Bonus step: Data operationalization

Once you have modular data models for subject area-specific use cases, business end-users can access data and combine it in a user-friendly tool to reach insights that span multiple data sources. 

This is called data operationalization, and it’s a term that you’ll hear the AirOps team use frequently (if you haven’t already!).

Data Operationalization: What happens when everyone in an organization can seamlessly access, understand, and build with the data they need in the core operating tools they already know and love, like Salesforce, Zendesk, and Hubspot 🙌.
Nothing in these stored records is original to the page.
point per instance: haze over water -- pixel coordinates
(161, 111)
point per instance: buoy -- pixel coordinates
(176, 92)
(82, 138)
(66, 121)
As an example, I might want to take my daily_ticket_summary model and look at that data in relation to product usage. In the past, I would have needed engineering support to achieve this level of data operationalization. 

That’s changed in the last few years, though, thanks to reverse ETL.

Reverse ETL tools make data operationalization possible. They replicate data from a storage system (like your cloud data warehouse, where all of your well-modeled data is stored) to third-party tools and applications that you use for everyday operations, like Salesforce, Zendesk, Google Sheets, Notion, Airtable, and others. 

These tools expand the scope of what people can do with data, especially non-technical end-users. With a reverse ETL solution in your data stack, those nice data models that you just made will be put to good use.

At AirOps, we believe that reverse ETL is the future of work 🔮. That’s why we’re building something exciting that will help analytics teams support and empower business end-users and help them go from insights to action. If that sounds like something your company could use, click here to sign up for email updates and we’ll keep you in the loop.

The link between data modeling and data analytics

The answers that you get out of your analytics are only going to be as good as the quality of data that you feed into the system. High-quality data models ensure that your data analytics and BI program runs off clean, well-structured data that’s designed to answer important business questions, now and well into the future. You’ll be closer to solving the data adoption problem, too. 

Just remember: There are many, many ways to build a data model. You don’t necessarily have to build your own models in this exact manner, this is simply how I like to approach the process.